Le fourrage des chevaux fut sur l’Alexandrin rangé le long du bord. De fortes pièces de bois projetées en saillie formaient cependant tout autour du navire une galerie extérieure, mais on crut devoir réserver cette galerie aux bûchers, aux cuisines, aux moulins et aux fours. Quant à la défense militaire, on la jugea suffisamment assurée par l’établissement de huit tours auxquelles, pour nous donner l’illusion du blockhaus moderne, il semble n’avoir manqué que des canons. Faute de canons, Archimède y avait placé des lithoboles qui lançaient à la distance de près d’une encablure des pierres du poids d’environ 80 kilogrammes et des traits de 5 mètres 1/2 de long. Deux de ces tours s’élevaient sur la poupe, deux autres, non moins hautes, se dressaient à la proue ; quatre occupaient le centre du bâtiment. Laissons de côté l’aphrodisium, avec ses trois lits : c’est là un détail de construction tout antique qui n’eut sa raison d’être qu’au temps où la fille de Jupiter avait plus de temples sur les côtes que nous n’y comptons aujourd’hui de phares et de sémaphores.

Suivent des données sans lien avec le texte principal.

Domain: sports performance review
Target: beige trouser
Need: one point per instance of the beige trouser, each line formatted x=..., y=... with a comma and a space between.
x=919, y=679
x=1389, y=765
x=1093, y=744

Muni de quatre ancres de bois et de huit ancres de fer, l’Alexandrin se trouvait en mesure de soutenir bravement l’assaut de la tempête au mouillage ; si quelque fissure se déclarait dans la carène trop rudement secouée, la vis sans fin, inventée par Archimède, intervenait sur l’heure pour élever l’eau introduite dans la cale et la rejeter à la mer. Tout était prévu et jamais armement ne fut plus complet. La caraque, partie de Syracuse pour Alexandrie, arriva sans encombre devant le port ; elle ne franchit, il est vrai, les passes que traînée à la remorque par d’autres galères plus agiles, mais ne fallut-il pas aussi remorquer à Lépante les grosses galéasses de Venise pour les conduire à leur poste de bataille !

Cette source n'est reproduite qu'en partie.